Background and aim Early motor and cognitive development are interdependent. Poor motor ability decreases possibility to explore and interact with the surrounding environment. Very preterm infants (VPT) and extremely preterm infants (EPT) frequently display atypical motor performance during their first year but little is known whether this predicts later cognitive ability. Is level of motor development (LMD) and quality of motor performance (QMP) at 10 months corrected age (CA), with regards to gestational age (GA) and gender, associated with cognitive ability at 2 ½ years CA.

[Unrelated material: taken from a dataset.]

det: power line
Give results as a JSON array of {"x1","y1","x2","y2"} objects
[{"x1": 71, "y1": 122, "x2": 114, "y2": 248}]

Method Very preterm infants (n = 85, 48 boys, 37 girls) born 2004–2007, with a mean of 28.5 (22.3–31.9) gestational weeks (EPT n = 30, VPT n = 55) and birth weight 1188 (520–2030 g). Structured Observation of Motor Performance in Infants (SOMP-I), which measures LMD and QMP separately, was performed at 10 months CA. Cognitive ability was assessed with Bayley Scales of Infant Development III (BSID III) at age 2 ½.
Results Statistically significant associations were shown between LMD (r = 0.344; p = 0.001) and QMP (r=- 256; p = 0.018), respectively, and BSID III cognitive scaled scores. When separated for gender and GA significant associations were shown for boys (r = 0.392; p = 0.006) and EPT children (r = 0.531; p = 0.003) for LMD only.
Conclusion Motor development at 10 months is associated with cognitive development at 2½ years. Level of motor performance had a stronger correlation with cognition than QMP, and when analysed for subgroups, was present only in boys and children born extremely preterm.